- Church: Coptic Catholic Church
- Province: Alexandria
- Diocese: Sohag
- Installed: 3 November 2020
- Predecessor: Basilios Fawzy Al-Dabe
- Other posts: Apostolic Visitator for Coptic Catholics in Oceania and the Gulf States (since 2022)
- Previous post: Diplomatic service of the Holy See (1998–2020)

Orders
- Ordination: 27 March 1994
- Consecration: 23 January 2021 by Ibrahim Isaac Sidrak

Personal details
- Born: Thomas Halim Habib 6 July 1963 (age 63) Sohag, Egypt
- Residence: Sohag, Egypt
- Alma mater: Cairo University Pontifical Urban University Pontifical Oriental Institute Pontifical Ecclesiastical Academy

= Thomas Halim Habib =

Egyptian Coptic Catholic bishop (born 1963)

Thomas Halim Habib (born 6 July 1963) is an Egyptian Coptic Catholic hierarch and former diplomat of the Holy See. He has served as the Eparch (Bishop) of the Eparchy of Sohag since 2020. He concurrently serves as an Apostolic Visitator for Coptic Catholics in Oceania and the Gulf States since 2022.

== Early life and ministry ==
Thomas Halim Habib was born on 6 July 1963 in Sohag, Egypt. Before discerning a vocation to the priesthood, he pursued a secular education in law at Cairo University, earning a degree and practicing as a lawyer in Egypt.

He later entered the seminary and completed his institutional cycle of ecclesiastical studies at the Pontifical Urban University in Rome. He was ordained a priest on 27 March 1994 for the Patriarchal Eparchy of Alexandria of the Copts. Following his ordination, he completed a doctorate in canon law at the Pontifical Oriental Institute and was placed in charge of the Coptic Catholic diaspora community in Rome. He then entered the Pontifical Ecclesiastical Academy to prepare for the diplomatic service.

== Diplomatic career ==
Habib officially entered the diplomatic service of the Holy See on 13 June 1998. Over the next two decades, he served in numerous apostolic nunciatures across the globe, initially as secretary and later as counselor. His postings included assignments in Honduras, Rwanda, Kuwait, Iran, Iraq, Lebanon, the Netherlands, Algeria, Syria, and Malta.

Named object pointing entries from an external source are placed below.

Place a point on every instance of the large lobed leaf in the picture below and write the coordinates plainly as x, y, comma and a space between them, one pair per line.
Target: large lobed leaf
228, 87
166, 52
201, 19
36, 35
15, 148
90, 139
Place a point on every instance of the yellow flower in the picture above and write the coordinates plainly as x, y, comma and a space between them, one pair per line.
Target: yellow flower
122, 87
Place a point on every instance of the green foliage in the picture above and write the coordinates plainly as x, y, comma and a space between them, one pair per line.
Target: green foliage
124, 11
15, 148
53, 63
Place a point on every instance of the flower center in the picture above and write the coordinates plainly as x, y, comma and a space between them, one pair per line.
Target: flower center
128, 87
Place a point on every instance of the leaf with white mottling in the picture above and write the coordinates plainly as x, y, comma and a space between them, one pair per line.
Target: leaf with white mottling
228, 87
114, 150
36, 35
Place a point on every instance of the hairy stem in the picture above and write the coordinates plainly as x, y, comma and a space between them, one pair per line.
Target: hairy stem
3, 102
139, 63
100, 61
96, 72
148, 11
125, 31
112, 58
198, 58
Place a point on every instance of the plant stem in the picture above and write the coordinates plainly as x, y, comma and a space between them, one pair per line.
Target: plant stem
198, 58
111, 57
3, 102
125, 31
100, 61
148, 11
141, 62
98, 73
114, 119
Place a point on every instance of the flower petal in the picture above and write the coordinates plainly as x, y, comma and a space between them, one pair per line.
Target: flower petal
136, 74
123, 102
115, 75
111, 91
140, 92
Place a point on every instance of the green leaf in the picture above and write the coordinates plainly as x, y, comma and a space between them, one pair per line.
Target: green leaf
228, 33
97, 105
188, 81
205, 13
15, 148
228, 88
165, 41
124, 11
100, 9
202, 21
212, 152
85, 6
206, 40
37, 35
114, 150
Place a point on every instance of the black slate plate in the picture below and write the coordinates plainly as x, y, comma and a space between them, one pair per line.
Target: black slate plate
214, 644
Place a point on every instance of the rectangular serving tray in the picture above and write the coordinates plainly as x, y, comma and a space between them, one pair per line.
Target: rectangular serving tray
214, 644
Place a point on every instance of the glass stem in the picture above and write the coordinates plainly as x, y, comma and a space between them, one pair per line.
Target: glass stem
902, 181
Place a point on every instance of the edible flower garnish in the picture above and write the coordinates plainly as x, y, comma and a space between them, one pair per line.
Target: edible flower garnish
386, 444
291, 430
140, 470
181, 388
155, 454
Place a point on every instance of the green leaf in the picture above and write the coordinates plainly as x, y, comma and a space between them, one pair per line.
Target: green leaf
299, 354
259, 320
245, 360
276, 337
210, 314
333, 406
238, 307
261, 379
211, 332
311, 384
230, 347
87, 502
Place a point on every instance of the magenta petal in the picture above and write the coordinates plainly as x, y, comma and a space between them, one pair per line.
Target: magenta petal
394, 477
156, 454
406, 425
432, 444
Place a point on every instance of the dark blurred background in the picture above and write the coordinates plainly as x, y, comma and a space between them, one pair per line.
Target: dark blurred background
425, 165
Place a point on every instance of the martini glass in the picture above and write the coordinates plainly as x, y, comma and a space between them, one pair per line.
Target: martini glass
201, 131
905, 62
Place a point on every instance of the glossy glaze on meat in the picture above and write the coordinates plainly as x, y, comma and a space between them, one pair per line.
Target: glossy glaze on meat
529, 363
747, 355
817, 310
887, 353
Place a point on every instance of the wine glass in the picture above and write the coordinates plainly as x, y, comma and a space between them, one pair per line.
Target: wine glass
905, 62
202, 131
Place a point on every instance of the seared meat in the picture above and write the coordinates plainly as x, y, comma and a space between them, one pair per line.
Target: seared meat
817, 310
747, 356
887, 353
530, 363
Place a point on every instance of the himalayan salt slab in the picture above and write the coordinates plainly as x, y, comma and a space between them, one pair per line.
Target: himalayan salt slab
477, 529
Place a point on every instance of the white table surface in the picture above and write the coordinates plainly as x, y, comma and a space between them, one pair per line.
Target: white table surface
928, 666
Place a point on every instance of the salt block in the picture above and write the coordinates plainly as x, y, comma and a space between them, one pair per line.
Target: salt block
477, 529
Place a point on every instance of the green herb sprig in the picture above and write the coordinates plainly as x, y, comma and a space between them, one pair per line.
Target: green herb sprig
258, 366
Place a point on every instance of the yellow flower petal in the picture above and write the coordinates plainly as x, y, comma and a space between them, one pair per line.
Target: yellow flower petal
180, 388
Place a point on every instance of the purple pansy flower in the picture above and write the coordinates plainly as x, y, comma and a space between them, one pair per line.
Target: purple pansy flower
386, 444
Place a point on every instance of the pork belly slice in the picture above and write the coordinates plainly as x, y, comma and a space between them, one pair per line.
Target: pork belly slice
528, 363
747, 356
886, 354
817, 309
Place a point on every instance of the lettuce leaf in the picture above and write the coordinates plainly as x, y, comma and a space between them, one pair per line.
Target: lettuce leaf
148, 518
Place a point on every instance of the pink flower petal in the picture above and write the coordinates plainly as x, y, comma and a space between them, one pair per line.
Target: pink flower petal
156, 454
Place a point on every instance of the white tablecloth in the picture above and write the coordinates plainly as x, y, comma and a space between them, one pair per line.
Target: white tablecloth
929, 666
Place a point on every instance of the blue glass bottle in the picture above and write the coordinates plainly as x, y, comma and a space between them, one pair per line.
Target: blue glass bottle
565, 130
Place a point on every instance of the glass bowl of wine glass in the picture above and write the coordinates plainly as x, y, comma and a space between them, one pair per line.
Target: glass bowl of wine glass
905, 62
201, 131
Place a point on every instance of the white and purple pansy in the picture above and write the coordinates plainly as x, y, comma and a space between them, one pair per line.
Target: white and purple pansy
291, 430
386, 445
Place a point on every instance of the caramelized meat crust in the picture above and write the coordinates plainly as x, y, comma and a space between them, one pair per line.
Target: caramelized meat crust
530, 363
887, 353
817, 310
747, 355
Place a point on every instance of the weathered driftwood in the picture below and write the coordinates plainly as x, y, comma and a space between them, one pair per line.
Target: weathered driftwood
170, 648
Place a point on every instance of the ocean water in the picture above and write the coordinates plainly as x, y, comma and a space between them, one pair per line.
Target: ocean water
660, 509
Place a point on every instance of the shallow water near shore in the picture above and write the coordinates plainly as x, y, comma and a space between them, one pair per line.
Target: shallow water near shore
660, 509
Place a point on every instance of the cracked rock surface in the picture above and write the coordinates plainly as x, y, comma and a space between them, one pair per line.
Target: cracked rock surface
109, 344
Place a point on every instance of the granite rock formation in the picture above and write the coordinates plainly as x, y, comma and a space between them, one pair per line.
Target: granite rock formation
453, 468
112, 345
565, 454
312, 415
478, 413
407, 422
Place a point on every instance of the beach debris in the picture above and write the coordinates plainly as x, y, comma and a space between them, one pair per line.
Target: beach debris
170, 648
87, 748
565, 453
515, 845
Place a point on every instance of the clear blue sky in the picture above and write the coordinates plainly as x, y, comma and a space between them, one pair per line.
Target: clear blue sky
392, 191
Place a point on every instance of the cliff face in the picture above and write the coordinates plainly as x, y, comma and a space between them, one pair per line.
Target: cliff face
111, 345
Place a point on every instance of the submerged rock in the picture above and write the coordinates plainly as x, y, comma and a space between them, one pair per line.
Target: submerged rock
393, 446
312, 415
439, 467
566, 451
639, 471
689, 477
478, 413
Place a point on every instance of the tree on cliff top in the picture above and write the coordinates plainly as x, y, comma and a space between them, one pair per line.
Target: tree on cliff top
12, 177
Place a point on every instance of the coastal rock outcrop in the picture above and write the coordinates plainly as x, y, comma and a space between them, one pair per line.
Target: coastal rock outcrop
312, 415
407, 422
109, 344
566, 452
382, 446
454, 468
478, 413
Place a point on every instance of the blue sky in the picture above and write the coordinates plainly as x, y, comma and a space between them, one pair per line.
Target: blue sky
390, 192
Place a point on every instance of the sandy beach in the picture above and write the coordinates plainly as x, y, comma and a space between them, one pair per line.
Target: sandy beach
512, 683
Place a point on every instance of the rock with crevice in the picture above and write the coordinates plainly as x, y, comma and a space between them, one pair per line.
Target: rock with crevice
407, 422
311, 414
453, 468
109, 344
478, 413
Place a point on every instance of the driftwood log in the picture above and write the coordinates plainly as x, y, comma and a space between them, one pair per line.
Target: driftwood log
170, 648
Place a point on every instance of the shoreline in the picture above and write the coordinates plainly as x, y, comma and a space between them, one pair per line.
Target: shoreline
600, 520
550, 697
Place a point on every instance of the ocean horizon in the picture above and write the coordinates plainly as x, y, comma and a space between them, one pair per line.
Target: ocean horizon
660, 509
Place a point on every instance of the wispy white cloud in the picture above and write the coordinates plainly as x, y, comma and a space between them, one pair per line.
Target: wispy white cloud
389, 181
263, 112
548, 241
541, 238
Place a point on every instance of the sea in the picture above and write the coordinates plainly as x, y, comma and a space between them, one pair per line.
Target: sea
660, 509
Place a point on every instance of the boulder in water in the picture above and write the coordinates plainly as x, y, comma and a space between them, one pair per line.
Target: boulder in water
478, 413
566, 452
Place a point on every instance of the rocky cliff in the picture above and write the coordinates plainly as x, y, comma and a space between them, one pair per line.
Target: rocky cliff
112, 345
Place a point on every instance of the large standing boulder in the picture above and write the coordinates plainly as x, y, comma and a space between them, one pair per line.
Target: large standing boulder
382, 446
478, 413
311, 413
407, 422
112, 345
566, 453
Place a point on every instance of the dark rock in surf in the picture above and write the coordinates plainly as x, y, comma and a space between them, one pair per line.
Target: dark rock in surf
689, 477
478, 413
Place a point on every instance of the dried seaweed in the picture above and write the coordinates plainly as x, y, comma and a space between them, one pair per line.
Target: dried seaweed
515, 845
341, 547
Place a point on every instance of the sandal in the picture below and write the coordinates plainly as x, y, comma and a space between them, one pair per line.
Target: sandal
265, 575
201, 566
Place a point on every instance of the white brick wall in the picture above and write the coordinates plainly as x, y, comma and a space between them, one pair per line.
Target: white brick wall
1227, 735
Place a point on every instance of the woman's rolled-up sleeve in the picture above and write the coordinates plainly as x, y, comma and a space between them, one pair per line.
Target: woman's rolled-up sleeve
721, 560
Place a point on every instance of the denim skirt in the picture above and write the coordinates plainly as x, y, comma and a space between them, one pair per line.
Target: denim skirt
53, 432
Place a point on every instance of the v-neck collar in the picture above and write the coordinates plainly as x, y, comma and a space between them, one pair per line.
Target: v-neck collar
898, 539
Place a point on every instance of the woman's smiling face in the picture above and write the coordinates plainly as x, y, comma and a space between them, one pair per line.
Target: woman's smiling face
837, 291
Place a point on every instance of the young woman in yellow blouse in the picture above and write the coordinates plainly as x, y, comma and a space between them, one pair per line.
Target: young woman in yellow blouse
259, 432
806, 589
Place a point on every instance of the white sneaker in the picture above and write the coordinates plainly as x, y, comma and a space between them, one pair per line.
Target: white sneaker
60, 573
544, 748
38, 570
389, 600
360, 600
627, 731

His final diplomatic role before returning to Egypt was as the First Counsellor at the Apostolic Nunciature to Kuwait and the Arabian Peninsula, where he supported the local Catholic immigrant populations and handled relations with civil authorities.

== Episcopal ministry ==
On 3 November 2020, the Synod of Bishops of the Coptic Catholic Church elected Habib as the Eparch of the Eparchy of Sohag, filling the vacancy left by Basilios Fawzy Al-Dabe's transfer to Minya. Pope Francis granted his assent to the election on the same day. He received his episcopal consecration on 23 January 2021 from Coptic Catholic Patriarch Ibrahim Isaac Sidrak, with other Coptic Catholic bishops serving as co-consecrators.

As bishop, Habib has frequently highlighted the local and socio-political climate in Egypt, noting that Christians enjoy greater religious freedom while simultaneously managing economic and demographic pressures that drive migration.

On 30 September 2022, Pope Francis appointed him as the Apostolic Visitator for Coptic Catholic faithful residing in Oceania and the Gulf States.